Entre Racine et l'aîné des Corneilles
Les Chrysogons se font modérateurs :
L'un, à leur gré, passe les sept merveilles ;
L'autre ne plaît qu'aux versificateurs.
Or, maintenant veillez, graves auteurs,
Mordez vos doigts, ramez comme corsaires,
Pour mériter de pareils protecteurs,
Ou pour trouver de pareils adversaires.

DU MADRIGAL.

Le Madrigal plus simple, et plus noble en son tour,
Respire la douceur, la tendresse, et l'amour.

Ce petit poème ne diffère que par là de l'épigramme, dont la pointe est souvent aiguisée par la satire. Exemples:

L'autre jour l'enfant de Cithère,
Sous une treille à demi gris,
Disait, en parlant à sa mère:
Je bois à toi, ma chère Iris.
Vénus le regarde en colère.
Maman, calmez votre courroux;
Si je vous prends pour ma bergère,
J'ai pris cent fois Iris pour vous.

A Madame la Marquise du Châtelet, au nom de Madame de
Boufflers, en lui envoyant une étrenne.

Une étrenne frivole à la docte Uranie!
Peut-on la présenter? oh, très-bien, j'en réponds,
Tout lui plaît, tout convient à son vaste génie :
Les livres, les bijous, les compas, les pompons,
Les vers, les diamans, le biribi, l'optique,
L'algèbre, les soupers, le Latin, les jupons,
L'opéra, les procès, le bal, et la physique.

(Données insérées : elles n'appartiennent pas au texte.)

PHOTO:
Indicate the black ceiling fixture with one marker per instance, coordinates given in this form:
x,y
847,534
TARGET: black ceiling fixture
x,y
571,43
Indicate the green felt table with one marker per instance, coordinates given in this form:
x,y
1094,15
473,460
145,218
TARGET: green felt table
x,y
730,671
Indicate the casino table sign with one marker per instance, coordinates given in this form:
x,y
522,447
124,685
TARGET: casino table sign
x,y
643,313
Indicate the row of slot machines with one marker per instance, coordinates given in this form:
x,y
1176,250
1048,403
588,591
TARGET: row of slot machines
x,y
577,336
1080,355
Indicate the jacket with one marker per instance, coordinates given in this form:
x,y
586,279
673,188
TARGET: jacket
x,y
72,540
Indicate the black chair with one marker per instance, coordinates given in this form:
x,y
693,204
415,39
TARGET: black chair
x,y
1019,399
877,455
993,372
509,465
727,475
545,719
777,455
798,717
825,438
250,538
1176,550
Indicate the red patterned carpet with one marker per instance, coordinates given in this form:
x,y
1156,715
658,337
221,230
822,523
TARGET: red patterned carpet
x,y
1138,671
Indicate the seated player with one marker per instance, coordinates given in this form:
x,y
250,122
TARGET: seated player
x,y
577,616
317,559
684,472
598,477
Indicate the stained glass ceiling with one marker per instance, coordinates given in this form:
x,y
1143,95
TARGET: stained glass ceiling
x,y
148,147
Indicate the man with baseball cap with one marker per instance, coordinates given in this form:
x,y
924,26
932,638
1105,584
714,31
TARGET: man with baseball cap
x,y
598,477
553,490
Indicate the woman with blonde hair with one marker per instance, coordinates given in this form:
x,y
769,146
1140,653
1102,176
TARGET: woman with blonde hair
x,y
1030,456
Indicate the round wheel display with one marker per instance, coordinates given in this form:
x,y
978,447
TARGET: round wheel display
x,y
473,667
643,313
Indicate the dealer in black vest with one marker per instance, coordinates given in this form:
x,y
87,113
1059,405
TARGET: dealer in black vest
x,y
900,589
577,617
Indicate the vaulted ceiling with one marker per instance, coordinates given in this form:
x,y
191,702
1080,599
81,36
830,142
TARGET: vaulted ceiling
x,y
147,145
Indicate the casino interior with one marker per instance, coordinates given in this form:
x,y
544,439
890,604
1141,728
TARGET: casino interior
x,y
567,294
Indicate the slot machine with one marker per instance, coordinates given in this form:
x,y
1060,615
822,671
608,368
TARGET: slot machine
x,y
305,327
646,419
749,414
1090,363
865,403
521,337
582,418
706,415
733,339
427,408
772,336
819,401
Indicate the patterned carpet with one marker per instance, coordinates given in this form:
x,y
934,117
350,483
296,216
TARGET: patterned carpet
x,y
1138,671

Réponse de Madame du Châtelet.

Hélas! vous avez oublié
Dans cette longue kirielle
De placer la tendre amitié ;

Je donnerais, tout le reste pour elle.

A Madame de

Vous êtes belle, et votre sœur est belle,
Entre vous deux tout choix serait bien doux,
L'amour était blond comme vous,

Mais il aimait une brune comme elle.

Sur Madame de

Iris s'est rendue à ma foi.
Qu'eut-elle fait pour sa défense?

Nous étions trois, elle, l'Amour, et moi,
Et l'Amour fut d'intelligence.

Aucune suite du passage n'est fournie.